(Vancouver, BC, September 21, 2012) Novadx Ventures Corp. ("Novadx" or the "Company") (TSX-V: NDX) is pleased to announce that Daniel Roling has been appointed as President, CEO and Director of Novadx and its subsidiaries effective immediately.

Mr. Roling was previously the President and CEO of National Coal Corp., a southern Appalachian coal producer, from August 2006 until it was sold in December 2010. While at National Coal Corp., Mr. Roling restructured the management team and the assets, improving the operating efficiency and financial health of National Coal, while significantly increasing the reserve base and doubling coal production. Prior to serving at National Coal Corp., Mr. Roling was First Vice President and Global Senior Metals and Mining Analyst at Merrill Lynch, where he was employed for 25 years. Mr. Roling is both a Certified Public Accountant and a Chartered Financial Analyst, and is a long-standing member of the National Coal Council, which reports directly to the Secretary of the Department of Energy. Neil MacDonald will assume the position of Executive Vice President.

In connection with his appointment as President and Chief Executive Officer, the Company has entered into an Employment Agreement with Mr. Roling, pursuant to which the Company has agreed, subject to Exchange approval, to grant Mr. Roling up to 4,000,000 common shares over a period of three years pursuant to a restricted share plan to be implemented by the Company.

As part of the restructuring initiative, the Company intends to change its name to Blackpaw Coal Corp.

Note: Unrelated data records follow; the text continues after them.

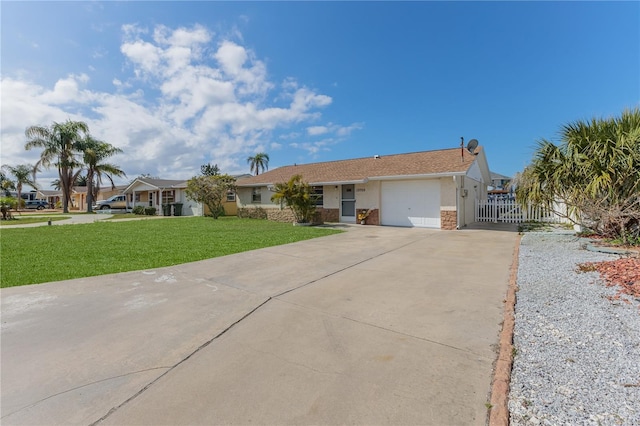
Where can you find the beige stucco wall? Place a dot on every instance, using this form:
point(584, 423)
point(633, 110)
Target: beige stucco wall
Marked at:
point(367, 195)
point(447, 194)
point(331, 196)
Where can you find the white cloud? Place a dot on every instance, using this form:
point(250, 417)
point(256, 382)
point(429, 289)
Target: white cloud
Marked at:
point(207, 103)
point(317, 130)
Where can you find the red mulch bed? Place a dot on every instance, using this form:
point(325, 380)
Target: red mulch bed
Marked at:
point(623, 273)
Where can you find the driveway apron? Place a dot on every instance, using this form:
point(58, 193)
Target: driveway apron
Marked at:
point(377, 325)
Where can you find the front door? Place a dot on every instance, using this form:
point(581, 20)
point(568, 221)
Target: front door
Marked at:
point(348, 204)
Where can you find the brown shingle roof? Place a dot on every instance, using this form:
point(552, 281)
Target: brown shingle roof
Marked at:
point(442, 161)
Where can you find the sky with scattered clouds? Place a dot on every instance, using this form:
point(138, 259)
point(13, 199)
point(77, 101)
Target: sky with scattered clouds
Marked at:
point(179, 84)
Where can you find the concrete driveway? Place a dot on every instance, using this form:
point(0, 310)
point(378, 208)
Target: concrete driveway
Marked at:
point(377, 325)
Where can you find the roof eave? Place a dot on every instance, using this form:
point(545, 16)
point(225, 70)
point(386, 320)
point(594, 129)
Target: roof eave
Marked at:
point(336, 182)
point(419, 176)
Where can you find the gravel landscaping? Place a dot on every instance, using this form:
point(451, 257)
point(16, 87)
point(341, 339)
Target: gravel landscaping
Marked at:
point(577, 346)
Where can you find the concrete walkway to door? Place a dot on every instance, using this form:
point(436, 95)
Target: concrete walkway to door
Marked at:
point(377, 325)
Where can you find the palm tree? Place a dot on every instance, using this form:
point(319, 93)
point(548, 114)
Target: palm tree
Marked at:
point(297, 195)
point(5, 184)
point(94, 154)
point(594, 171)
point(24, 174)
point(60, 143)
point(258, 162)
point(81, 180)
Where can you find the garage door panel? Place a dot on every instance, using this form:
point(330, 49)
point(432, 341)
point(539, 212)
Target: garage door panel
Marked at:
point(411, 203)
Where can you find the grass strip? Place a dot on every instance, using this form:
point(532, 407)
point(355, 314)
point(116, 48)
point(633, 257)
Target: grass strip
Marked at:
point(53, 253)
point(23, 220)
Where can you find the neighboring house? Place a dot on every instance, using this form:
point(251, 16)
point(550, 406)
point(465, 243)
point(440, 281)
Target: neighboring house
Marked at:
point(53, 197)
point(150, 192)
point(230, 205)
point(78, 198)
point(433, 189)
point(108, 192)
point(500, 182)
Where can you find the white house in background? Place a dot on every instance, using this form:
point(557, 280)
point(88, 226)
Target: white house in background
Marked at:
point(433, 189)
point(148, 192)
point(500, 182)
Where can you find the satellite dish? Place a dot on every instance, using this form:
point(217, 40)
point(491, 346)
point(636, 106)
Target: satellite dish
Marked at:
point(472, 145)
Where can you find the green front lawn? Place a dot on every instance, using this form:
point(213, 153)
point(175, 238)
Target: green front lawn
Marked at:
point(54, 253)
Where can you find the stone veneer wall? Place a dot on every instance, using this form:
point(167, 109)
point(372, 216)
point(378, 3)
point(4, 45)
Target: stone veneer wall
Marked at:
point(448, 220)
point(373, 218)
point(277, 215)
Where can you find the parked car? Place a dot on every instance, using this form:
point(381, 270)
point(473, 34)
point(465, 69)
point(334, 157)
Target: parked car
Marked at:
point(36, 204)
point(115, 202)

Daniel Roling noted, "I am extremely pleased to join the Novadx team and believe that with the Company's quality assets, new brand and strengthened balance sheet resulting from the proposed restructuring plan, the future holds significant promise for all stakeholders. The high quality coal reserves and resources controlled by the Company position it for meaningful growth and earnings upon completion of its proposed recapitalization."

The Company has engaged Casimir Capital Ltd. to act as agent in connection with an offering of special warrants, at a price of CDN$0.05 per special warrant, for gross proceeds of between CDN$15 million and CDN$25 million (the "Offering"). The securities underlying the special warrants shall consist of a common share and may include a warrant, the terms of which will be determined in conjunction with Casimir Capital, taking into account market considerations. Sandstorm Metals & Energy Ltd. ("Sandstorm") has agreed to subscribe for up to CDN$5 million of the Offering. Included in Sandstorm's commitment is a secured credit facility of up to CDN$2.0 million to fund ongoing working capital requirements until the Offering is completed. The credit facility bears interest at 8% per annum and will automatically convert into equity of Novadx on the same terms as the Offering, at the closing of the Offering.

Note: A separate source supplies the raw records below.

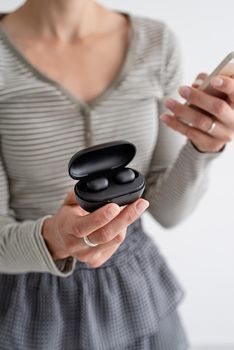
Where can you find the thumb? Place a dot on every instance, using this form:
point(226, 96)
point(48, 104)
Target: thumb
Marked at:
point(199, 79)
point(72, 201)
point(70, 198)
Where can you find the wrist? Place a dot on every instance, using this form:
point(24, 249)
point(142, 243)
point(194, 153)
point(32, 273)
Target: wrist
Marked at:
point(49, 236)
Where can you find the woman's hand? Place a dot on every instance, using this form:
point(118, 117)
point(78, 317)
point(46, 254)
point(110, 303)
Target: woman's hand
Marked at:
point(209, 129)
point(106, 226)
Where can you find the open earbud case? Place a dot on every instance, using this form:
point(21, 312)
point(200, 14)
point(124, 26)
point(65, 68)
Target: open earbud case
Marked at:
point(103, 177)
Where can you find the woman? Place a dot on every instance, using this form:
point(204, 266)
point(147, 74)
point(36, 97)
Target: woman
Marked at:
point(74, 74)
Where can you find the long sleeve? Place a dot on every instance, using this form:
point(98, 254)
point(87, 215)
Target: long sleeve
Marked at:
point(178, 174)
point(22, 247)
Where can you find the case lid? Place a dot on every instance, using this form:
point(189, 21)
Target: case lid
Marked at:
point(105, 156)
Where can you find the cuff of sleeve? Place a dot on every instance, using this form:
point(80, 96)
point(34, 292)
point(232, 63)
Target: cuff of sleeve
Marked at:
point(62, 268)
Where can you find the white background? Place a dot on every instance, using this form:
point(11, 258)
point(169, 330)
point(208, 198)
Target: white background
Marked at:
point(201, 249)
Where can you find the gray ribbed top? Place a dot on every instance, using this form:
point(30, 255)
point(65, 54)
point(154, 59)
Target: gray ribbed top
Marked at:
point(42, 125)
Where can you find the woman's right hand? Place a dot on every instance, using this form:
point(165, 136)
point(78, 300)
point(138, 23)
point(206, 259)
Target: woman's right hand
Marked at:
point(106, 226)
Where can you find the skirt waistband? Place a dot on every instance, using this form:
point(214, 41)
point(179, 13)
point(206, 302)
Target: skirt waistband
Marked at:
point(135, 239)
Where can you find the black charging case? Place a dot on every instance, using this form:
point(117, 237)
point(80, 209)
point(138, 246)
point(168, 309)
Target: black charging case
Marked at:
point(105, 160)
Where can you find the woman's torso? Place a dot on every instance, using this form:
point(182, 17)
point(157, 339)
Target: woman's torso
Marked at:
point(43, 124)
point(85, 66)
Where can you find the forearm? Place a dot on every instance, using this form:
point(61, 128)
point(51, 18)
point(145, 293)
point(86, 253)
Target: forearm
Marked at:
point(177, 190)
point(23, 249)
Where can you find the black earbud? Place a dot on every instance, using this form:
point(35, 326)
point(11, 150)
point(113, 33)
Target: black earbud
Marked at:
point(98, 184)
point(125, 176)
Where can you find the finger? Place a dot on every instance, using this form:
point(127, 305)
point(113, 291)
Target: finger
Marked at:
point(87, 224)
point(71, 200)
point(213, 105)
point(198, 120)
point(96, 256)
point(203, 141)
point(224, 84)
point(199, 80)
point(126, 217)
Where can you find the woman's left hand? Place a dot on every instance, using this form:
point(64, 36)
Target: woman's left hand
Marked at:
point(210, 129)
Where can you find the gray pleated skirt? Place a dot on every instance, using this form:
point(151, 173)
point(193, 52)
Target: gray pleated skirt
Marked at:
point(129, 303)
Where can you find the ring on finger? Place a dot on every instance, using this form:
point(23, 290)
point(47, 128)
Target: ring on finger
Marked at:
point(88, 242)
point(211, 128)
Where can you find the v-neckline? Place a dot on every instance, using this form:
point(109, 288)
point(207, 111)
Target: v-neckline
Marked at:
point(127, 62)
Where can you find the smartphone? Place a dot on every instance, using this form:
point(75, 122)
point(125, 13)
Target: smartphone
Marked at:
point(226, 67)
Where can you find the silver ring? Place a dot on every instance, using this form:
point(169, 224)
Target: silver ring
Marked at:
point(88, 242)
point(211, 128)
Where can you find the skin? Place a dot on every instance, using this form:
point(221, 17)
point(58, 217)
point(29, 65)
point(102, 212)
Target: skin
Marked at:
point(214, 109)
point(83, 37)
point(89, 41)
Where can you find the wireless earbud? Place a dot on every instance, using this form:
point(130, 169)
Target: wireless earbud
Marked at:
point(103, 175)
point(97, 185)
point(125, 176)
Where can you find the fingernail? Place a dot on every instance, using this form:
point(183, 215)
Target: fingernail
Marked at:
point(165, 118)
point(198, 82)
point(185, 91)
point(112, 211)
point(141, 206)
point(217, 82)
point(169, 102)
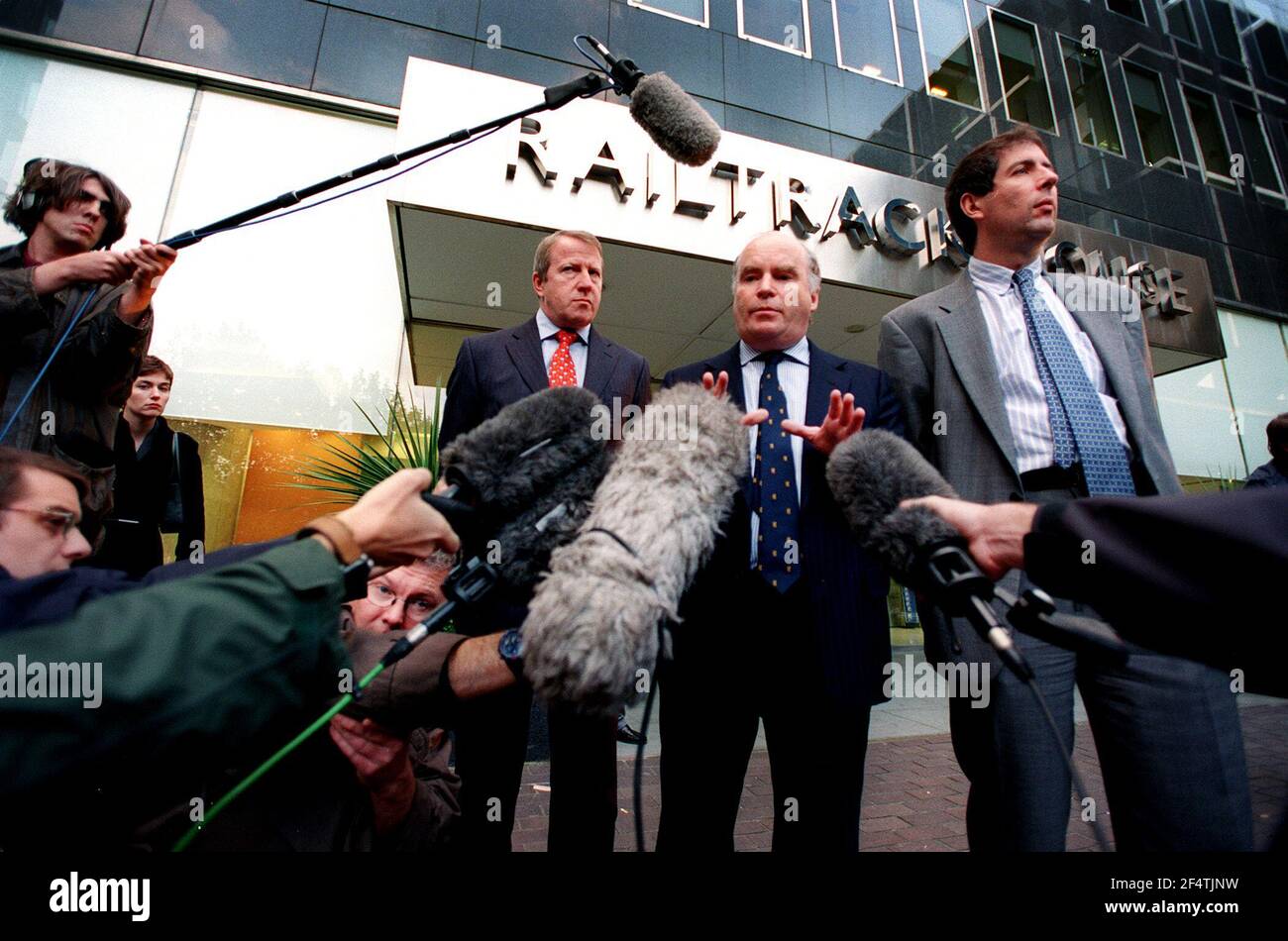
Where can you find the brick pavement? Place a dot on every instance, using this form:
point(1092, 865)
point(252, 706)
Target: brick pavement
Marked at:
point(914, 794)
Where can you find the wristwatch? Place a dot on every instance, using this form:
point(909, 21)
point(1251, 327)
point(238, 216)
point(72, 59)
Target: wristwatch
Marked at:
point(510, 649)
point(355, 564)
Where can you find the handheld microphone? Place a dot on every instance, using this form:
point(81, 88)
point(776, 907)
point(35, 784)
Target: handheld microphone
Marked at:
point(870, 475)
point(593, 619)
point(523, 480)
point(666, 112)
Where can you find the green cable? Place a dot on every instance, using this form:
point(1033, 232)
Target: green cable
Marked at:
point(181, 843)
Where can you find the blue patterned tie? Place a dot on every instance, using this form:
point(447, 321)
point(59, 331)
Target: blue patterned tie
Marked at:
point(773, 480)
point(1078, 421)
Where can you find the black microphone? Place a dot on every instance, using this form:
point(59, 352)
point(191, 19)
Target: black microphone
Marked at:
point(870, 473)
point(593, 619)
point(666, 112)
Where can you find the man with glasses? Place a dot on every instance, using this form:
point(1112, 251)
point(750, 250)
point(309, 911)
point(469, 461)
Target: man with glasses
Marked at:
point(64, 267)
point(39, 515)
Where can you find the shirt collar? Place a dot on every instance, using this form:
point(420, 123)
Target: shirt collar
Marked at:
point(546, 327)
point(999, 278)
point(798, 352)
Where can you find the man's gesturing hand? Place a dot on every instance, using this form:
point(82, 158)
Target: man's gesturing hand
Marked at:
point(842, 420)
point(717, 386)
point(995, 534)
point(382, 765)
point(393, 524)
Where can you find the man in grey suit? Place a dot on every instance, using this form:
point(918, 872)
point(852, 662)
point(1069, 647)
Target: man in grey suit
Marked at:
point(558, 347)
point(1020, 386)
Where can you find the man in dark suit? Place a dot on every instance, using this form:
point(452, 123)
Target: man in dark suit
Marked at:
point(1021, 386)
point(557, 347)
point(794, 631)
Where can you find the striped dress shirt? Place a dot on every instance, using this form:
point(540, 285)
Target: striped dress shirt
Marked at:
point(794, 377)
point(1017, 369)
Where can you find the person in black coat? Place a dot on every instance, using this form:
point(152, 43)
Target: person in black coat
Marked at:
point(557, 347)
point(795, 634)
point(158, 481)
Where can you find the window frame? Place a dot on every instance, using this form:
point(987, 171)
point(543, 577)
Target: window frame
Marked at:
point(974, 52)
point(1109, 93)
point(1237, 37)
point(1171, 120)
point(805, 54)
point(706, 13)
point(1163, 5)
point(1282, 196)
point(1140, 4)
point(894, 35)
point(1046, 72)
point(1194, 137)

The proceeds from the Offering will be used to bring the high quality coal assets at both the Rosa and Rex mines into production. Both mines are fully permitted and can be put into production in an expedited manner. Rosa's reserves are a high quality Mid-Vol metallurgical coal suited for the coking and activated carbon coal markets, while the reserves at Rex are a specialty High-Vol coal with metallurgical properties suited for the silicon metal and ferro-silicon coal markets.

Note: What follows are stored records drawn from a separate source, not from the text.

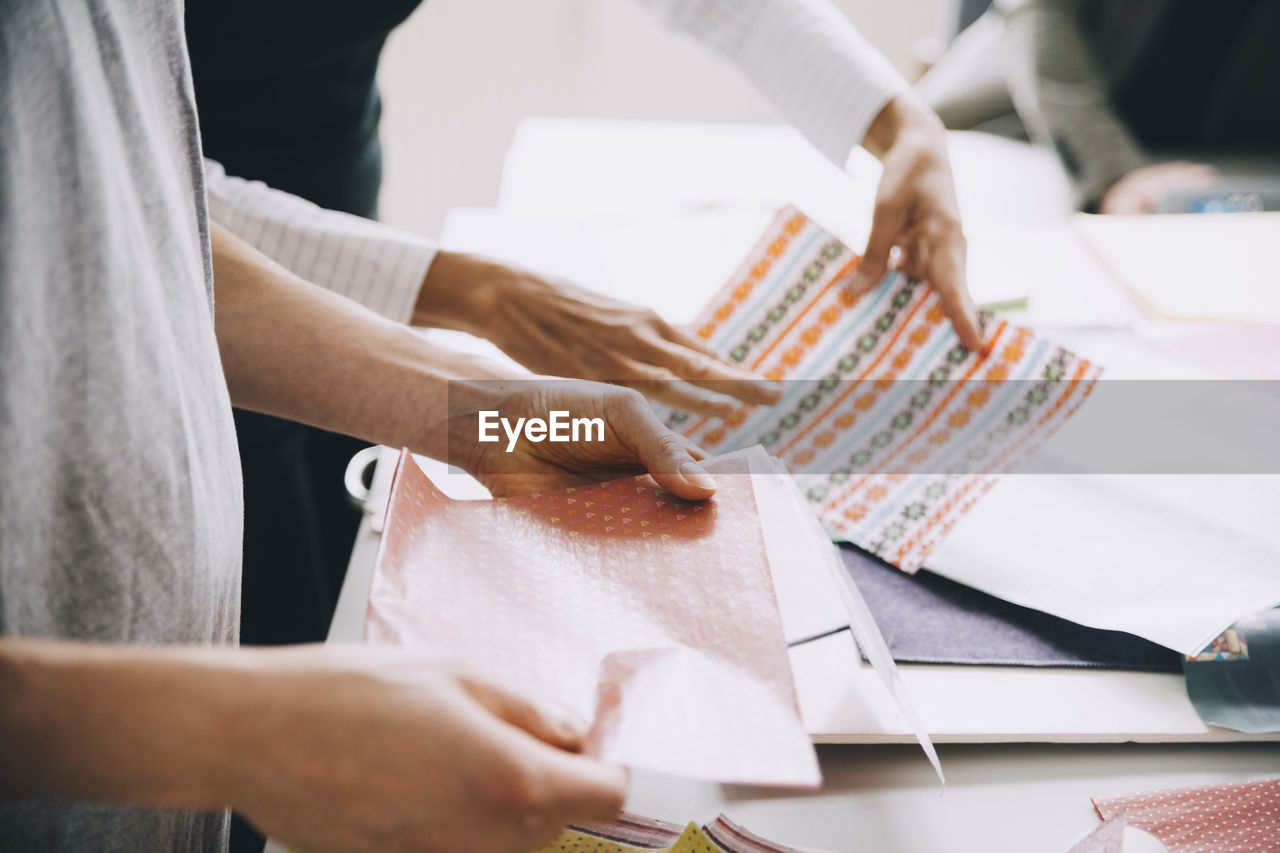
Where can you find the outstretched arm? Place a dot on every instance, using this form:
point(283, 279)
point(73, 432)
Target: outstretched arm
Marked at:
point(297, 351)
point(324, 748)
point(841, 92)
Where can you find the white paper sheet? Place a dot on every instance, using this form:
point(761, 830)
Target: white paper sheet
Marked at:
point(1194, 267)
point(1174, 559)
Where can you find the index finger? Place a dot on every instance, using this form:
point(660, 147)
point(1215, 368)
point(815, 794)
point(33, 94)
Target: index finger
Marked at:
point(712, 373)
point(695, 361)
point(946, 274)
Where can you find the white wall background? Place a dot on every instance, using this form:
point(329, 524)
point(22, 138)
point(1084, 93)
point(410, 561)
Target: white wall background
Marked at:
point(461, 73)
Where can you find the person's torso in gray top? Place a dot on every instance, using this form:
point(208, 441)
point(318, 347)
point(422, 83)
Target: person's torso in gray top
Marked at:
point(119, 491)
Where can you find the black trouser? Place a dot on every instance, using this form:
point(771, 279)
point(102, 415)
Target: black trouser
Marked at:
point(298, 532)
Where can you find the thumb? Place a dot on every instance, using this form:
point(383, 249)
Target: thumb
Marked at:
point(662, 452)
point(886, 226)
point(554, 729)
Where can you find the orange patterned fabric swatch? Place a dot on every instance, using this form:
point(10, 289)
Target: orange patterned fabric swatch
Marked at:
point(891, 427)
point(650, 616)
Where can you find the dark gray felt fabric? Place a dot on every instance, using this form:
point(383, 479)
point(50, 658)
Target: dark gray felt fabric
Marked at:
point(928, 619)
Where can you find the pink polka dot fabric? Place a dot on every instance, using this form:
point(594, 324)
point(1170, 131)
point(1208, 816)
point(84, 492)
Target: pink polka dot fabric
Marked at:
point(1107, 838)
point(1237, 817)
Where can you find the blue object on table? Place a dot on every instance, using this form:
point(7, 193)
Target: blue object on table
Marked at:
point(928, 619)
point(1235, 682)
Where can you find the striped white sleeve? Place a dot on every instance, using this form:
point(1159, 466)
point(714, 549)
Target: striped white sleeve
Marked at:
point(804, 55)
point(376, 265)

In the event that the Company is successful in securing not less than US$15 million in external financing, Sandstorm has also agreed to restructure its existing coal stream agreements with Novadx on the following basis:

a) US$10 million will convert into Novadx equity, at an effective price of CDN$0.05 per share, through the same instrument as utilized in the Offering;

b) US$10 million will convert into a secured convertible debenture of Novadx, due 5 years from the closing date of the Offering and bearing interest of 8%, which is not payable until maturity. Sandstorm has the option to convert the debenture into equity of Novadx at CDN $0.10 per share. Subject to Sandstorm's conversion right, Novadx can repay the principal and interest outstanding, in whole or in part, at any time, by paying an amount equal the principle amount and interest outstanding thereon, plus an amount equal to the amount by which the value of the shares issuable on conversion would exceed the principle amount (the "Convertibility Premium"). At Novadx's option, the Convertibility Premium may be paid in cash or shares issuable at a price equal to the 20 day VWAP; and

c) The balance, of approximately US$10 million, will convert into a gross overriding royalty at the rate of US$4.50 per ton of coal sold from the Rex and Rosa Mines, for the life of the mines, until such time as Sandstorm receives royalty income of US$10 million plus an after-tax IRR of 12%, at which time the Gross Overriding Royalty rate shall decrease to US$2.00 per ton.

In addition, following completion of the Offering the Company is proposing a consolidation of its issued and outstanding common shares on the basis of one (1) post-consolidation common share for up to every ten (10) pre-consolidation common shares, with the final consolidation ratio to be set by the Company's Board of Directors.

Certain aspects of the proposed restructuring plan remain subject to the approval of the Company's Shareholders at its Annual and Special Meeting of the Shareholders to be held on November 20th, 2012 and the approval of the TSX Venture Exchange.